AURELIUS buys Landis+Gyr's EMEA metering business for $215M, targeting growth in electricity, gas, and thermal metering across EMEA. Read more.
AURELIUS Private Equity Mid-Market Buyout has entered into a definitive agreement to acquire Landis+Gyr’s EMEA metering business for an enterprise value of $215 million. The transaction, announced on March 31, 2026, covers the full portfolio of metering solutions for residential electricity, industrial and commercial electricity (ICG), gas, and thermal applications, along with integrated software and services operations across Europe, the Middle East, and Africa.
Landis+Gyr EMEA operates five production sites and employs approximately 2,700 people. The business generated net revenues exceeding $600 million in the fiscal year 2024. The acquisition is expected to close in the second quarter of 2026, subject to customary regulatory approvals and closing conditions.
Landis+Gyr EMEA is a well-established provider of metering solutions with a heritage rooted in Swiss precision engineering. The company serves residential and commercial customers with a comprehensive range of electricity, gas, and thermal metering products, complemented by integrated software and service offerings.
AURELIUS, a global private equity investor with over 400 professionals across nine offices in Europe and North America, specializes in complex investments such as carve-outs and platform build-ups. The firm plans to leverage its in-house operations advisory team, AURELIUS WaterRise, to support the standalone growth and operational optimization of the acquired business.
Fabian Steger, Managing Director of AURELIUS Funds IV and V, commented, “I am pleased to see the momentum AURELIUS has built in a challenging M&A market, identifying many attractive carve-out opportunities and converting them into transactions. The acquisition of Landis+Gyr’s EMEA business is another example of this.” Franz Woelfler, Partner at AURELIUS Investment Advisory, added, “Landis+Gyr’s EMEA business benefits from favourable fundamental trends in the metering market. AURELIUS is excited to partner with management and the business’ highly skilled employees to bring the enterprise to its full potential, but also to contribute to a more resource-efficient world through its market-leading technology.”
The deal is strategically significant as it strengthens AURELIUS’s position in the EMEA metering market by acquiring a leading provider with a century-long heritage. The acquisition offers opportunities for revenue growth through cross-selling integrated metering and software solutions, expansion into underpenetrated regional markets, and leveraging Landis+Gyr’s strong brand reputation to accelerate customer acquisition.
Operationally, AURELIUS aims to realize cost efficiencies by streamlining production across the five EMEA sites, consolidating shared services, and optimizing the supply chain. The WaterRise advisory team will focus on product portfolio optimization and enhancing profitability as the business transitions to a standalone entity.
The metering industry is experiencing consolidation and increased demand for integrated hardware and software solutions driven by energy efficiency and digitalization trends. This acquisition positions AURELIUS to capitalize on these market dynamics while intensifying competition among regional players.
Financial details include a $215 million enterprise value for the full acquisition of Landis+Gyr EMEA. The transaction was advised by Alantra on M&A, Baker McKenzie on legal matters, EY on financial and tax issues, Roland Berger commercially, Aon on insurance, and Haver & Mailänder on antitrust.

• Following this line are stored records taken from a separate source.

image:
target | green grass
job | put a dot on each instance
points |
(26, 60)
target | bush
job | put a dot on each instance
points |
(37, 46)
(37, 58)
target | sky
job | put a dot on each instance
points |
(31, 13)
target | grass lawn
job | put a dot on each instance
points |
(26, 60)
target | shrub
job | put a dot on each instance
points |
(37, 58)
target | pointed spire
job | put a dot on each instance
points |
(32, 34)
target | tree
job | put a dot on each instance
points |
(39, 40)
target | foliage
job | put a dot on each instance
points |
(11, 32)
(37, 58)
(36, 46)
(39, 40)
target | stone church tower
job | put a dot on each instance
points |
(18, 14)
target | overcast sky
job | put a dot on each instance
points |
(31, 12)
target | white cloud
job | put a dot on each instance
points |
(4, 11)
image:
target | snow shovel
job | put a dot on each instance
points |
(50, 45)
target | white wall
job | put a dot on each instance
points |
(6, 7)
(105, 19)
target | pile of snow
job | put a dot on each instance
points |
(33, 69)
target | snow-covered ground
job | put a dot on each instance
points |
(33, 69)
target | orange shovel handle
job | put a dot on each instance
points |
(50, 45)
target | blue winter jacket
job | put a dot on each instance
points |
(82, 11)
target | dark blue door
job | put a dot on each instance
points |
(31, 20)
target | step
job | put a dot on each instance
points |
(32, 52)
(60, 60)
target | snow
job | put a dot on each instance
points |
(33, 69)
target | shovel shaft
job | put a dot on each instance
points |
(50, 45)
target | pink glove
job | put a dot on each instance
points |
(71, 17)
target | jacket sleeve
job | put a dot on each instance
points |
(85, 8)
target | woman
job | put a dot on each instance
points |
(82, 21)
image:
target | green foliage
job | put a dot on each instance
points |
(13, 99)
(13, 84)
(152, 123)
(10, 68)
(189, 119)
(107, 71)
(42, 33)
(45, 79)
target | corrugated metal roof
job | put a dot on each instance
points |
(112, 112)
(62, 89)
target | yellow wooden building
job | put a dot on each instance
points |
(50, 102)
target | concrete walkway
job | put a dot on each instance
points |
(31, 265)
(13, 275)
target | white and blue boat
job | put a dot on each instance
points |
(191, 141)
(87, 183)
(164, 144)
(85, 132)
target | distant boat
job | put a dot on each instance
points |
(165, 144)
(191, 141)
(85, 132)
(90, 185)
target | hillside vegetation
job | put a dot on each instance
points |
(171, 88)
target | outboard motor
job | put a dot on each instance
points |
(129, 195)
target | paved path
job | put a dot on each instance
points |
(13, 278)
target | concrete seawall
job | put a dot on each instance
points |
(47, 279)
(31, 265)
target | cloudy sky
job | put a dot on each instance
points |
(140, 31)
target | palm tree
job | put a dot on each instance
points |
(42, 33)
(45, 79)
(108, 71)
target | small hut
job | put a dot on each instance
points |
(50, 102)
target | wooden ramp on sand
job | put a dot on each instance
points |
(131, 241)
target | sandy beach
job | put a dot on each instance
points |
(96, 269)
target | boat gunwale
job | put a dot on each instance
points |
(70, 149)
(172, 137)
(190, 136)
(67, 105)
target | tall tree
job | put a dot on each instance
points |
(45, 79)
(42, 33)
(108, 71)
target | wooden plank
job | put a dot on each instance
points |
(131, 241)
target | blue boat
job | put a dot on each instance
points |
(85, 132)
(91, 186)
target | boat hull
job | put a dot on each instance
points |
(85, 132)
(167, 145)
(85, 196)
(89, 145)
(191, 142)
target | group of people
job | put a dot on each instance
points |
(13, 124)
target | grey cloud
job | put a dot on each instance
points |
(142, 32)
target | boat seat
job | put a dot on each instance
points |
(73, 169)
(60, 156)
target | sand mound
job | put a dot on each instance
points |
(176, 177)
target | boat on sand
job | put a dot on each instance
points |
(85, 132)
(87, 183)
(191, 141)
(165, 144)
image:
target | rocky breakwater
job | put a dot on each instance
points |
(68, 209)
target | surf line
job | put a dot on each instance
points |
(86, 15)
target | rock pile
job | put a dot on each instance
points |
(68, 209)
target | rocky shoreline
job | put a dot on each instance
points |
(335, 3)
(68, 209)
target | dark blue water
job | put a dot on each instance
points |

Looking ahead, AURELIUS will focus on managing the carve-out complexities from the publicly listed parent company, retaining key talent, and aligning legacy systems with the standalone operational model. The firm’s operational expertise and advisory support are expected to drive revenue growth and margin improvement.
The acquisition underscores AURELIUS’s commitment to operational excellence and strategic growth in private equity investments, particularly in sectors with strong technological and sustainability drivers.